Yann Bagot : Vous avez connu Cortazar ? 

J.M : Non.

F.S : Est-ce qu'il vous arrive de dessiner en écoutant de la musique ? 

J.M : Oui. Par exemple pour mon travail sur Gardel, ça a été tout Gardel, pour Billie Holiday, tout Holiday... Chaque fois que je finis un travail, ma femme dit « Bien, c'est fini ! Gardel, ô mon Dieu... ». J'écoute aussi de la musique classique, de la musique arabe, des îles canaris, ce qu'on appelle la world music, la musique brésilienne... Mon amitié avec Sampayo m'a beaucoup enrichi, lui qui est mélomane. Il m'a fait cadeau de ses connaissances.

Y.B : Est-ce que vous réagissez à l'improvisation des musiciens quand vous dessinez ? 

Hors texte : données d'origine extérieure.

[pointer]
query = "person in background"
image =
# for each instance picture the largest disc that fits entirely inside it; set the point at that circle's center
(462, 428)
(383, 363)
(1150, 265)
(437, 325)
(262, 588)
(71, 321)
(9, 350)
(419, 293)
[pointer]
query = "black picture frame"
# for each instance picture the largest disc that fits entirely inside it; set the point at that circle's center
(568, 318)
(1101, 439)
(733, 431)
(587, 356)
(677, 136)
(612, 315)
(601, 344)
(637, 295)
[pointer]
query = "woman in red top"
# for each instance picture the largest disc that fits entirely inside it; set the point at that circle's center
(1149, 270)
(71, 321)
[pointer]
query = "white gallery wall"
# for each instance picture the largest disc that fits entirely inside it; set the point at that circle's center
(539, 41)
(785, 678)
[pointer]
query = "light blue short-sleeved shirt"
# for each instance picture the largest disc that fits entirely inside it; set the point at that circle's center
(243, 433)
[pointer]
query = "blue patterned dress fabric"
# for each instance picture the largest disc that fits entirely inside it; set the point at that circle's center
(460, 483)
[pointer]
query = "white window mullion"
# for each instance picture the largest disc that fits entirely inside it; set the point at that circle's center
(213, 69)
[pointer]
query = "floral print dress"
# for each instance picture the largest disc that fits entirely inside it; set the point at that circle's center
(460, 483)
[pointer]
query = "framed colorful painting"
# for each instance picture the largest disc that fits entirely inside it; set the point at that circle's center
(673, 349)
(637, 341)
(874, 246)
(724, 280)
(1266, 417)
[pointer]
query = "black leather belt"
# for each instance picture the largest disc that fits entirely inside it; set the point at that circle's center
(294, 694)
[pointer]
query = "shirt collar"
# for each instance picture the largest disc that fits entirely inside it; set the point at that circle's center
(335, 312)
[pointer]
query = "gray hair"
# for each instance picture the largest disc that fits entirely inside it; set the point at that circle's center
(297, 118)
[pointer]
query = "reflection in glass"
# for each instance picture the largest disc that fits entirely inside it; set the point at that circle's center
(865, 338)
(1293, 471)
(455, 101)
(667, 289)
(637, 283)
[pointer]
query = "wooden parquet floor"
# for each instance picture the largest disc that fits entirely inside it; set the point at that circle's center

J.M : Les derniers mois je faisais un dessin par jour, deux bons dans les bon jours, pour Le premier homme. Après, pendant le reste de la journée, je dessinais sans aucune ligne narrative, en improvisation pure. La tache qui provoque la tache ; l'accident qui provoque le renouvellement de ton regard. Je travaillais par terre, par gouttes, en laissant couler, et après avec le pinceau. Ce sont des choses que je ne fais pas souvent, parce que la bande dessinée c'est de l'orfèvrerie. Maintenant je suis en train de travailler sur des toiles plus grandes. C'est l'accident total. On voit une tâche devenir vivante. Dans la bande dessinée il y a de la liberté contrôlée. Dans une case il y a l'information, l'anecdote, puis il y a tout l'espace dans lequel tu peux te jeter. Avec ces grandes toiles, au contraire, je suis seul avec moi-même, lâché sans aucune protection narrative. Il y a de la figure, mais aussi beaucoup d'abstraction rythmique, de coups de pinceaux. Il y a des moments dans lesquels tu prends une idée, et tu fais comme ça. Mais il y a une autre possibilité de regard, de compréhension de cette idée. Je suis donc très content de ces derniers trois mois durant lesquels je me suis libéré de beaucoup de tâches.